The CBA’s @theBar Blog has launched a new column entitled, “Quarantine Reads,” featuring recommended reading lists from prominent members of Chicago’s legal community. Reading is an excellent way for lawyers, judges and other legal professionals to stay entertained, distracted, and intellectually stimulated during this challenging time. Members looking for reading material while quarantined can enjoy book recommendations from Chicago’s best legal minds.
Former CBA Past President Dan Cotter provides his recommended reading list below:
“The Last Trial” by Scott Turow: The creator of the legal thriller genre presents the last trial of a character in all of Turow’s fiction, Sandy Stern. A page-turner about a doctor accused of insider trading, fraud and murder.
“The Chief Justices” by Daniel Cotter: The 230+ year history of the United States Supreme Court, seen through the eyes of the 17 men who have sat in the center seat. The author of this list knows this author well.
“The Great Influenza” by John M. Barry: Like a Stephen King novel, should not be read when in the house alone (but who is during the shelter in place)? Barry gives us the history of medicine and the research university, but also science and the history of the Great Influenza. Parallels aplenty fill the pages of this 2004 book, with even some prognostications of the potential impact of a future pandemic.

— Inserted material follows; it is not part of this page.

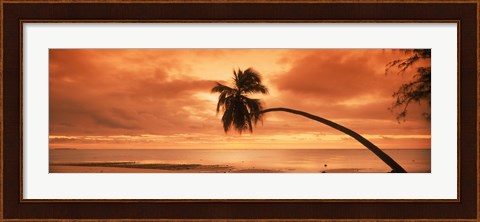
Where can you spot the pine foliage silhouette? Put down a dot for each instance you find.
(418, 89)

“Shortlisted” by Hannah Brenner Johnson and Renee Knake Jefferson: The authors describe the history of presidents shortlisting females for the Supreme Court but, until Sandra Day O’Connor, never formally nominating any. An excellent book about stereotyping and sexism and a good history of the Courts.
“Let the People Pick the President” by Jesse Wegman: This book makes the case for why the Electoral College needn’t be done the way it is, featuring Founding Father (and Supreme Court Justice) James Wilson and others. The book is timely, given the Court recently heard a case on the faithless electors who are named at the beginning of the book.
“The Rule of Five” by Richard J. Lazarus: Another timely book, this one explores “the most important environmental law case ever decided by the Court.” It is an excellent book that discusses not only the case but the strategy and approach to appeals and especially before the Court.
“Black Like Me” by John Howard Griffin: First published in 1961, it tells the true story of the author who goes to the Deep South in 1959 disguised as a black man.
“Camino Winds” by John Grisham: Master storyteller brings us back to Camino Island, experiencing a major hurricane. A local thriller writer appears to have been murdered during the hurricane evacuation.
“Leonard DaVinci” by Walter Isaacson: DaVinci’s loves of art and science combined to the amazing innovation that DaVinci produced. Using DaVinci’s notebooks and other investigation, Isaacson gives us a seat at the table of incredible genius.
“Justinian’s Flea” by William Rosen: A book about the bubonic plague, the world’s first pandemic, but so much more. Lawyers will appreciate the discussion of the rule of law and the Justinian Code.
About Dan Cotter:
Dan is an experienced attorney who has served in a variety of legal roles in his career, including as general counsel of a large life insurance company, as well as extensive experience in private practice. Dan’s mix of clients includes insurance companies and other financial institutions, IT and consulting companies, and nonprofits. He has been working on privacy and cybersecurity issues since 1996, including development of terms and conditions and disclaimers on Fortune 500 websites in the late 1990s. He has been the chief privacy officer of several companies and law firms, and has extensive experience as in-house counsel. Dan is experienced in dealing with complex insurance regulatory issues and transactions, and substantial reorganizations of holding company systems. Throughout his career, he has negotiated thousands of contracts from simple to complex, including outsourcing. He also has substantial experience with internal investigations and employment-related issues.